The law "significantly furthers the state's interest in residential privacy," Judges Roger Wollman and J. Leon Holmes wrote in the court's majority opinion in Fraternal Order of Police v. Stenehjem. "The (state law) does not substantially limit charitable solicitations, and is not unconstitutionally overbroad."
Judge Gerald Heaney dissented, calling the law "overly restrictive."
"The regulation prevents potentially willing listeners from engaging in discourse about charitable contributions," Heaney wrote, adding, "North Dakota has failed to demonstrate that its ban on telefunders' calls will restore, or even significantly improve, residential privacy."
The North Dakota branches of the Fraternal Order of Police and the Veterans of Foreign Wars sued to overturn the law shortly after it was approved by the 2003 Legislature.
Grant Benjamin, a Fargo police officer who is president of the North Dakota FOP, said using professional fundraisers to call potential donors has been the organization's most effective way of raising money.
It is too expensive for the police organization to hire employees to solicit money, Benjamin said. The North Dakota law "hampers our fundraising for our law enforcement community," he said. "We may have to look at other ways to raise funds."
Attorneys general from 15 states supported North Dakota's appeal, while 184 organizations based in 43 states, mostly representing firefighters, police officers and veterans, asked the appeals court to uphold Erickson's ruling.
North Dakota's law bars most organizations from making telephone sales calls to homes if the phone number is listed on a state "do-not-call" list.
Charities may make fundraising calls to people who have joined the no-call list, but only if they use employees or volunteers. Professional telemarketers are not allowed to call people on the list.
The appeals court concluded the volunteers-versus-pros distinction was legal.
"We are reluctant to second-guess the North Dakota Legislature's judgment that professional charitable solicitors intrude more regularly on residents' privacy than volunteers or employees, and that the act is a necessary means of enabling its citizens to halt these intrusions," the majority opinion says. "The act does not foreclose all means of charitable solicitation directed at these residents."
Errol Copilevitz, a Kansas City, Mo., attorney for the two North Dakota nonprofit groups, said the ruling might be appealed to the U.S. Supreme Court.
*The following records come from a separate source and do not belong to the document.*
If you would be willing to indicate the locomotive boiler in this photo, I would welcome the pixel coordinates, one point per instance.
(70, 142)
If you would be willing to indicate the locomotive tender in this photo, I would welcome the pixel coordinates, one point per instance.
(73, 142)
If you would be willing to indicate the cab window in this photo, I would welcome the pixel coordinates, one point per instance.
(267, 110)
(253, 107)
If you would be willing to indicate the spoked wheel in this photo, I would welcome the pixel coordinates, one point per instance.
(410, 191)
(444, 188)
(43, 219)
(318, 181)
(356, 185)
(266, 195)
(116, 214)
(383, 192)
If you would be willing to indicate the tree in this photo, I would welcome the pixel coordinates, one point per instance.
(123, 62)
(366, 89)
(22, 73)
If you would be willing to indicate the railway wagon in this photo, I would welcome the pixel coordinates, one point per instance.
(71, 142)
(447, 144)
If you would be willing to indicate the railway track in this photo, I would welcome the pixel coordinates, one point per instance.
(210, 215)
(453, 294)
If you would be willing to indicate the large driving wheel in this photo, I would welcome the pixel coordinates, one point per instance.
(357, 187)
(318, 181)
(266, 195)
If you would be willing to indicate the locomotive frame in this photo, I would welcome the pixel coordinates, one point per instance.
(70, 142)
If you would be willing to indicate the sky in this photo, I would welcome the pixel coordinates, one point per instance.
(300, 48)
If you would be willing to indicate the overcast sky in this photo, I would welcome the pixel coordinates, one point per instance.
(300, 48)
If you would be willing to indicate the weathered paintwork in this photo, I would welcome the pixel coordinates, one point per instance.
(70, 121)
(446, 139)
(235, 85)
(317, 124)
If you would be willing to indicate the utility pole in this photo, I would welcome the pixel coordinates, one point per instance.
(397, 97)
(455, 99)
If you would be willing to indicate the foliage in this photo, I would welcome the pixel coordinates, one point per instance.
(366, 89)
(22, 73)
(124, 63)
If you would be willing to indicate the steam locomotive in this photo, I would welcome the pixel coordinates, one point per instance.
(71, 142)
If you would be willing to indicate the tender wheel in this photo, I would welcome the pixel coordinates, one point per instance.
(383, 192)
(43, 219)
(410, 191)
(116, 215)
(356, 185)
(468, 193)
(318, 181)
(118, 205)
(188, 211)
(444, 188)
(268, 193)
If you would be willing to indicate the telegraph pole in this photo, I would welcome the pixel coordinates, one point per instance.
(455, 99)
North Dakota's law has some provisions that discriminate against nonprofit groups while favoring commercial interests, Copilevitz said yesterday. A sales call by a nonprofit employee or volunteer is no less intrusive than one placed on the nonprofit's behalf by a hired telemarketer, he said.
"It's a tremendous blow against a lot of nonprofits that rely on grassroots fundraising," Copilevitz said of the decision. "What (the law) is forcing charities to do ... is to adopt in-house telemarketing, and that's not what we want from nonprofit organizations. We want them to pursue their mission. We don't want them to go into the telemarketing business."
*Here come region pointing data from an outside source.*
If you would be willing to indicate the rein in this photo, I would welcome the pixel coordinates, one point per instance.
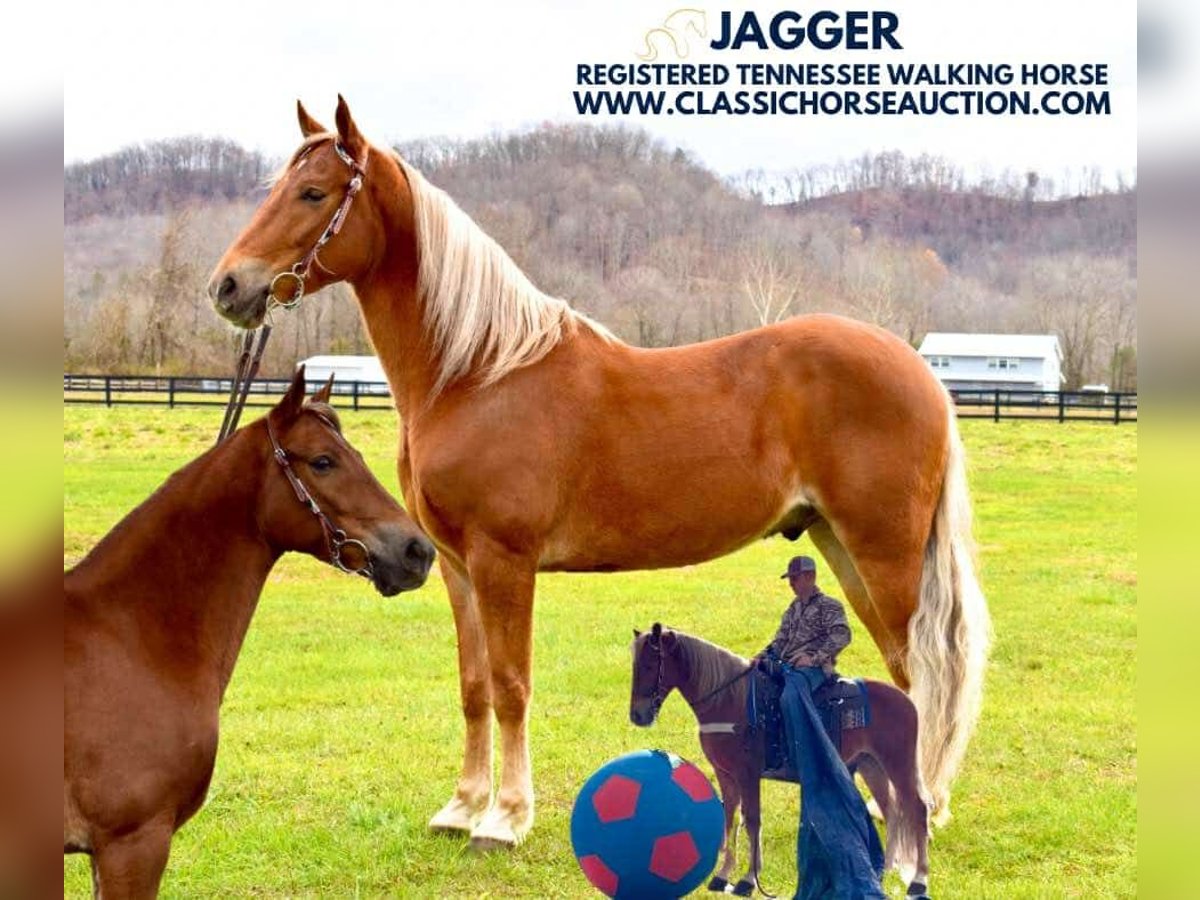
(247, 365)
(335, 538)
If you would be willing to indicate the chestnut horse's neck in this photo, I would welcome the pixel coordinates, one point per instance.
(707, 681)
(388, 293)
(466, 312)
(183, 571)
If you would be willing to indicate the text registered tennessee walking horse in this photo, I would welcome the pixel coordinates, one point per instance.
(715, 684)
(534, 441)
(155, 616)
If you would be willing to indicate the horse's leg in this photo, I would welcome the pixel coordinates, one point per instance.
(731, 798)
(131, 867)
(474, 790)
(504, 588)
(882, 799)
(891, 645)
(843, 567)
(751, 814)
(893, 738)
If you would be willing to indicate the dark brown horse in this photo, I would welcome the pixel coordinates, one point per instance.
(156, 613)
(714, 683)
(532, 441)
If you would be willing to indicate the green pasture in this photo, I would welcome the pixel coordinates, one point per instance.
(341, 732)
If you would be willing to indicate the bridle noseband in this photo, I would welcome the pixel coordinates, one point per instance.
(335, 538)
(299, 273)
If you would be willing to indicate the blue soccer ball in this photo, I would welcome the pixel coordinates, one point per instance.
(647, 825)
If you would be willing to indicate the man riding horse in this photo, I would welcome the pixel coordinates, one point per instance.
(838, 850)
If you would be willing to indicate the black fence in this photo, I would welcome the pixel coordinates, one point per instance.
(199, 391)
(203, 391)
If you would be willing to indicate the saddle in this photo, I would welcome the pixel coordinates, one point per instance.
(841, 703)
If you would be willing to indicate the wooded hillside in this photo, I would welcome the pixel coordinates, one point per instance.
(635, 233)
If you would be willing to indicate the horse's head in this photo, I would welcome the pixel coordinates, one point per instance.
(322, 222)
(355, 525)
(657, 672)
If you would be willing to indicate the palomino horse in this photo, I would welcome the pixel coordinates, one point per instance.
(156, 613)
(532, 439)
(712, 681)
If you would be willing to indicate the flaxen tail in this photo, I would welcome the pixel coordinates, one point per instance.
(948, 636)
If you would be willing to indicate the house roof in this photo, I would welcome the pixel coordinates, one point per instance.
(367, 367)
(945, 343)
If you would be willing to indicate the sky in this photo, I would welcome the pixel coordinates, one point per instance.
(144, 71)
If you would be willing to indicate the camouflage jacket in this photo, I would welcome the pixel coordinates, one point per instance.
(815, 627)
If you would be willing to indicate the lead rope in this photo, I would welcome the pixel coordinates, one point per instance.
(247, 367)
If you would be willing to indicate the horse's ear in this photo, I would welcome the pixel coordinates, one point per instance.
(293, 401)
(309, 126)
(324, 391)
(348, 132)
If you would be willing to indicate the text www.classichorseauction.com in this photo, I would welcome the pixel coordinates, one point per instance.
(810, 88)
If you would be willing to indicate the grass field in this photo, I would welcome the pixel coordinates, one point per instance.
(341, 732)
The state law allows businesses to make unsolicited calls to former customers, even if the number is on the no-call list. It also exempts calls made by political parties and candidates.
Attorney General Wayne Stenehjem said the decision was a victory for North Dakotans who want to avoid being pestered by telephone sales calls.
Some North Dakota charities that have hired telemarketers for fundraising have ended up paying most of their collections to the telemarketer, Stenehjem said. By giving charities an incentive to use volunteers or employees to raise money over the phone, the law assures donors that the charity is getting most of what they contribute, he said.
"We have examples of some (telemarketers) ... collecting 87 percent to 90 percent of the money, and that's what they keep, and only a small portion of the donation actually goes to the charity," the attorney general said. "I think that's unconscionable."
The appeals court also overturned Erickson's award of $21,654 in attorneys' fees to the Fraternal Order of Police and the Veterans of Foreign Wars. The two organizations had appealed that part of Erickson's earlier ruling, claiming the fee award was too low.